Cryptocurrencies have attracted their fair share of scammers and fraudsters and, given that one of the primary roles of financial services regulators is to ‘maintain confidence in the financial markets’, it is easy to understand why regulators have been cautions about cryptocurrencies. However, what is encouraging is that overall (according to research carried out by Chainanalysis), the level of crypto-illicit activity is falling: “In 2019, illicit activity represented 2.1% of all cryptocurrency transaction volume or roughly $21.4 billion worth of transfers. In 2020, the illicit share of all cryptocurrency activity fell to just 0.34%, or $10.0 billion in transaction volume” For a copy of Chainanalysis’s 2021 report, click here.
Cryptocurrency frauds dip as DeFi Hacks continue to grow
Furthermore, research carried out by Ciphertrace (recently acquired by Mastercard) showed: “By July 2021, DeFi-related hacks totalled $361 million, already making up three quarters of the total hack volume this year… DeFi-related fraud accounted for 54% of major crypto fraud volume, whereas last year DeFi-related fraud only made up 3% of the year’s total.” Could this rise in the amount of DeFi-related fraud be due to the fact that there has been a surge in interest in DeFi? After all, the number of people who have opened DeFi accounts has soared…
How DeFi users have increased globally
The rise of ransomware attacks, including the one on the Colonial Pipeline which shut down one of key pipelines supplying petrol and aviation fuel to the eastern seaboard in the US, has led to the Department of Justice creating the Ransomware and Digital Extortion Task Force. This task force has successfully managed to retrieve most of the ransom paid due to one of the key advantages of Blockchain technology. In the event of ransom demands stipulating payment using a public blockchain, such as Bitcoin, all transactions can be viewed on the chain whereby enabling any persons to track and trace the funds. In addition, it is possible to identify which digital exchange has been used and so help tie Bitcoin addresses to real people and locations across the globe. This is a far cry from the traditional ransoms which were demanded in cash, gold or diamonds – all of which are almost impossible to trace since a suitcase of such a ransom leaves no digital footprint for investigators to follow.

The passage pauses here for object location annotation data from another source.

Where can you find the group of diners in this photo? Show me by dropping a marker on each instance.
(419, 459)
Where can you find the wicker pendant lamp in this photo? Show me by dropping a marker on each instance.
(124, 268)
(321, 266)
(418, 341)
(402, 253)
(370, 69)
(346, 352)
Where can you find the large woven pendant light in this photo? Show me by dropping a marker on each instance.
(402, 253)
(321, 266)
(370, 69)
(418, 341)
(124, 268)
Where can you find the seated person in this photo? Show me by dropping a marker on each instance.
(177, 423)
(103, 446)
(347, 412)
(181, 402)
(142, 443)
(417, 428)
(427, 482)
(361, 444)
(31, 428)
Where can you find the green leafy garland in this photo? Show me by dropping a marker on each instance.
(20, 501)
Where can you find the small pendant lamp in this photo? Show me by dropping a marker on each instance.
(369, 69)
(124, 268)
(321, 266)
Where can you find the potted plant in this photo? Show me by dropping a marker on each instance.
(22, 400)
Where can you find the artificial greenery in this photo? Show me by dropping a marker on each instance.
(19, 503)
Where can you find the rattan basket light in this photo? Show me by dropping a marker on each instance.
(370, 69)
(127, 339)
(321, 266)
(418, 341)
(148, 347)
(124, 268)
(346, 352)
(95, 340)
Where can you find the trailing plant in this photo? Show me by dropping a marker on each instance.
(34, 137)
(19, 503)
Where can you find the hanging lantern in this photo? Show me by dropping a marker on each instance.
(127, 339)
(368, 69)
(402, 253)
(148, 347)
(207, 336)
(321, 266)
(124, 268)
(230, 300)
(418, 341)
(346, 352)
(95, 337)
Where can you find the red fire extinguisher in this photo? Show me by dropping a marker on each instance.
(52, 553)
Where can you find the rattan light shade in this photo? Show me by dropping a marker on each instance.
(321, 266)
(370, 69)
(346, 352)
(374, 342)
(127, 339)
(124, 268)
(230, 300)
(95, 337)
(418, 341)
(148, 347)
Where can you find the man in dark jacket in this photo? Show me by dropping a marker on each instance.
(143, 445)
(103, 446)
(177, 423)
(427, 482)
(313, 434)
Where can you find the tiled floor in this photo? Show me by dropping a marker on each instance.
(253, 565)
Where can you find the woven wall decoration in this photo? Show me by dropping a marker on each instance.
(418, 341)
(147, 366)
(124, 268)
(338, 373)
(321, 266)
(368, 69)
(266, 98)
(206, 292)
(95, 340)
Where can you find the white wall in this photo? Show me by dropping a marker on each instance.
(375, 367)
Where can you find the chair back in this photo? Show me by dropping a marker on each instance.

Given the rising profile and adoption in terms of the use of Digital Assets, a number of organisations are now offering Anti Money Laundering (AML) services to help identify the source of Digital Assets and, in some cases, help identity fraudulent activity or even track and trace funds in the event of a scam or fraud. Such organisations include: • Alaco anayltics
A key factor for different jurisdictions trying to crack down on the potential for fraud in the Digital Assets sector is to introduce more regulation. In the UK, firms can only deal in cryptocurrencies if they have temporary registration or have been accepted onto the FCA Crypto register. In South Korea, which a couple of years ago was one of the most active nations in terms of turnover and trading of cryptos, the Korea Internet and Security Agency (KISA) has specified that operating Digital Asset exchanges are required to have a license by 28th September 2021. This is likely to result in a number of exchanges having to close as only 28 exchanges (out of the 63) operating in the country had received the necessary licenses. In the US, Securities and Exchange Commission (SEC) Chairman, Gary Gensler, believes crypto trading platforms must register with the SEC and is therefore urging regulations to be changed. Meanwhile, the Russian cyber security business, Kaspersky (set up in 1997), has identified four common scams and has advice for people so as to help them not become the victims of fraud and scams:
• “do not follow dubious links from letters, messages in messenger apps and social networks • be critical of extremely generous online offers
• download applications from official stores only
• use a security solution that protects against phishing, scams, and prevents the installation of malicious applications
• take extra precautions before purchasing a product in an online store if the company is unknown. It is better to study on special WHOIS-sites information first about how long the domain has existed and who its owner is: if it is completely fresh and registered to a private person, you should not purchase from them.”
Where money exists, it will always incur scams and frauds. The world of Digital Assets is no different and it could be argued that the current nefarious activities are simply the growing pains of an asset class which is undoubtedly gaining more exposure and adoption in today’s world.